Under this approach, only commercial consignments of the fruits can be imported, places of production and packhouses must be registered and the fruit must be certified to be free of pests.

Additionally, trapping programmes for fruit flies, periodic inspections of places of production, grove sanitation, and postharvest disinfection and treatment must all be implemented.

Despite the decision, a number of US citrus groups expressed their concern with the possibility of Chinese citrus entering the US, submitting comments during the authorisation process.

James Cranney, president of the California Citrus Quality Council, said the council had reservations about phytosanitary risks and competition.

“The importation of fresh citrus from China has the potential to seriously disrupt the California citrus production through the introduction of pests and diseases, and market supply,” Cranney said.

Trade association California Citrus Mutual (CCM) was also worried about the risk of pests.

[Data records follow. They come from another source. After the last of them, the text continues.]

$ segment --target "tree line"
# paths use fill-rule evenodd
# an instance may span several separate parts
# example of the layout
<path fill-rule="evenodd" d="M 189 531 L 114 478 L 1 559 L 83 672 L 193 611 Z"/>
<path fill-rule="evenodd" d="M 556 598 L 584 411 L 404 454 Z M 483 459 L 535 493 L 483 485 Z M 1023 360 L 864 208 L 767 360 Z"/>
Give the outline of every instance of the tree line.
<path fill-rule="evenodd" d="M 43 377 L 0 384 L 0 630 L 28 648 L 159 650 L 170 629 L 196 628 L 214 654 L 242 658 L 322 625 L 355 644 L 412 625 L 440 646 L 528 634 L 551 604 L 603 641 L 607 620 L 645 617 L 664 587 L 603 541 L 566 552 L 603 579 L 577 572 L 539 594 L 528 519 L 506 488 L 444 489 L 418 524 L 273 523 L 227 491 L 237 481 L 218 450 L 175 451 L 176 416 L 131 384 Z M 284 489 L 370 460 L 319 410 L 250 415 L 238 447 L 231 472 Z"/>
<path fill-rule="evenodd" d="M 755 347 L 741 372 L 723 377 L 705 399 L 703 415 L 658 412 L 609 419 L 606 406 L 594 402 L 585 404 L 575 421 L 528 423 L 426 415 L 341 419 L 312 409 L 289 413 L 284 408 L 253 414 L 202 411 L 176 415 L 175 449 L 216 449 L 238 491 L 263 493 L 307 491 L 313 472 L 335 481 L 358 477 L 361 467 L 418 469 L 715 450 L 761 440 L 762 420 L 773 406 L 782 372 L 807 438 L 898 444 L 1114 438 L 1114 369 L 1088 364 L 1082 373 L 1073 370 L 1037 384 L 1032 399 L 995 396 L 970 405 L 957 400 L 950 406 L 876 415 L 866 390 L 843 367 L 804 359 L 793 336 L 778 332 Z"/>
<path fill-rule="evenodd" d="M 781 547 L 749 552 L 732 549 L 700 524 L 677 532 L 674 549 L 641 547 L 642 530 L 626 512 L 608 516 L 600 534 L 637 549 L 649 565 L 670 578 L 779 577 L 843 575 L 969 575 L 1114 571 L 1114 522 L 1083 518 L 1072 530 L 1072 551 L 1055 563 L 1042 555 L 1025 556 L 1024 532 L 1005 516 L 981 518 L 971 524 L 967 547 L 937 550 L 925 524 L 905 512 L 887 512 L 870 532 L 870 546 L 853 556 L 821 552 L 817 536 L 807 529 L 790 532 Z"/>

“As an overarching comment, we are confused by the events that have taken place with respect to the request from China. In 2014, the APHIS proposed to allow China to export several citrus fruits to the US if all fruit was placed in paper bags on the trees before harvest. China objected to this protocol and as a result, the 2014 proposal was not finalised,” the association said.

“However, despite the significantly longer and more serious list of pests, APHIS is now proposing a systems approach that is less stringent than the systems approach proposed in 2014.”